Outre le canon de campagne de 4, que nous venons de décrire, l’armée française emmena en Italie un certain nombre des anciens canons de 12, auxquels on avait appliqué la rayure. Ce furent les pièces de réserve ; elles devaient servir dans les cas imprévus. Mais on n’eut pas occasion d’en faire usage.

Lors de la campagne d’Italie, les pièces rayées étaient un secret pour tout le monde, même pour les officiers de l’artillerie française[2]. Les canons furent placés dans des caisses, sur lesquelles était écrit le mot fragile, et embarqués pour Gènes. Quelques jours après, presque sans instruction préalable, les artilleurs s’en servaient avec l’efficacité que chacun connaît.

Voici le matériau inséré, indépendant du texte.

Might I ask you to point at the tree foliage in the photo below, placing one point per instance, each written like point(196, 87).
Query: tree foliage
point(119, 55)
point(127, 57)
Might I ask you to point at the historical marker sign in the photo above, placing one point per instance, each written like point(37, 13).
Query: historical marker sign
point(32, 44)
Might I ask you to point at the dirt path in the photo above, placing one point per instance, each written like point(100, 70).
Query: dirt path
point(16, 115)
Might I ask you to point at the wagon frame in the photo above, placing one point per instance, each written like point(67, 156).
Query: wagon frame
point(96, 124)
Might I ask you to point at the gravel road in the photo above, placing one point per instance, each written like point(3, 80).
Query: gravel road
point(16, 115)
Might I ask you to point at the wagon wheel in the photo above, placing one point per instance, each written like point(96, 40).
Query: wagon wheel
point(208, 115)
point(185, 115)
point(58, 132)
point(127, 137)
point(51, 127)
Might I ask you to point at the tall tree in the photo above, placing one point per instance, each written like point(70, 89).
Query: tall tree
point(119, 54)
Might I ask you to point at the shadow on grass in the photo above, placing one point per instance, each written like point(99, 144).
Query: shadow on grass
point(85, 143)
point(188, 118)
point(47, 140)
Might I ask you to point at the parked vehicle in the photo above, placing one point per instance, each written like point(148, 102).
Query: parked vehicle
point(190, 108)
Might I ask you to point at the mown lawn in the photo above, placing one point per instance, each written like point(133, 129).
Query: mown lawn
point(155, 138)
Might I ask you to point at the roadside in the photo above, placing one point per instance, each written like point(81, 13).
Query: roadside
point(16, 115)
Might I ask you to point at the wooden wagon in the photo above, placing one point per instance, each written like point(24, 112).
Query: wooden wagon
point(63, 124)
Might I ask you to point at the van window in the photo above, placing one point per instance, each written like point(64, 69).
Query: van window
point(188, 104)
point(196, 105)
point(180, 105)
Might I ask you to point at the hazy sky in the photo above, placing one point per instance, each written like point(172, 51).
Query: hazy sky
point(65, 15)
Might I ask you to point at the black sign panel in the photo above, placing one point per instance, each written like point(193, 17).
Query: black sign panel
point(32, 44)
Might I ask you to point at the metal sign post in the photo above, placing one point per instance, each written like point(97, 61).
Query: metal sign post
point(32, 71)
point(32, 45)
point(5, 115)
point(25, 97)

C’est le 19 mai 1859, à Alexandrie, la veille du combat de Montebello, que fut tiré le premier coup des nouveaux canons. Plus tard, à la bataille de Solferino, une batterie de ces canons rayés alla détruire les réserves autrichiennes, à une distance qui avait été jugée par l’ennemi tout à fait hors de la portée de l’artillerie.

Dans la campagne de Chine, les pièces françaises et les lourds canons Armstrong, de l’armée anglaise, eurent à traverser une vaste étendue de terrain de marais, sans autre attelage que les misérables petits chevaux du pays. Notre artillerie s’en tira sans grande difficulté, tandis que les « wagons Armstrong », comme on les a appelés, restèrent piteusement embourbés, et n’arrivèrent que trop tard sur le champ de bataille. Voilà pour la légèreté du système de l’artillerie rayée française.

Par suite de toutes ces transformations, l’artillerie française actuelle ne ressemble guère à ce qu’elle était pendant les longues périodes de son histoire que nous avons passées en revue.

Les boulets pleins sont supprimés, les projectiles de l’artillerie rayée sont des obus, lançant soit leurs propres éclats, soit des balles (chrapnels), ou des boîtes à balles. Les projectiles cylindro-coniques remplissent les deux conditions de frapper comme les anciens boulets pleins, et d’éclater comme les obus. En dévissant plus ou moins la fusée métallique, pour déboucher les évents, on les fait éclater au point désiré.

Le nombre des calibres de notre artillerie nouvelle est réduit à deux : le calibre de 4, ou le canon de campagne, et le calibre de 12, ou pièce de siége.

Aucun de ces canons ne se charge par la culasse. Le chargement par la culasse est réservé aux grosses bouches à feu de la marine, dont nous parlerons en terminant cette Notice.

Malgré sa prodigieuse légèreté, car la pièce de campagne, comme nous l’avons dit ne pèse que 333 kilogrammes, la portée de nos canons rayés, ainsi que la précision de leur tir, sont extraordinaires. La pièce de campagne lance son boulet cylindro-ogival à une lieue de distance. À 1 200 mètres, tous les boulets atteignent une cible de 2 mètres de haut. À la même distance, la pièce de 12, employée dans divers pays, mettrait à peine un boulet sur dix dans une cible quinze fois plus grande.

À 2 000 mètres, les écarts du boulet cylindro-ogival n’excèdent pas 2 à 3 mètres, et sa portée totale va jusqu’à 4 500 mètres.

En raison de son faible poids, la pièce de campagne rayée se transporte avec la plus grande facilité, d’un lieu dans un autre,

  1. Aloncle, Études sur l’artillerie navale de l’Angleterre et des États-Unis, 1863. Paris, in-8o.
  2. Un premier emploi du canon rayé avait été fait dans la guerre contre les Kabyles, en 1857 ; mais on avait fait peu d’attention au rôle que les nouvelles bouches à feu avaient joué dans cette expédition. On avait attribué à l’impétuosité et au courage ordinaire de nos soldats la déroute des Kabyles. Nos batteries établies sur les plateaux de l’Atlas, à une prodigieuse distance de l’ennemi, portèrent la mort dans ses rangs et déterminèrent sa prompte retraite.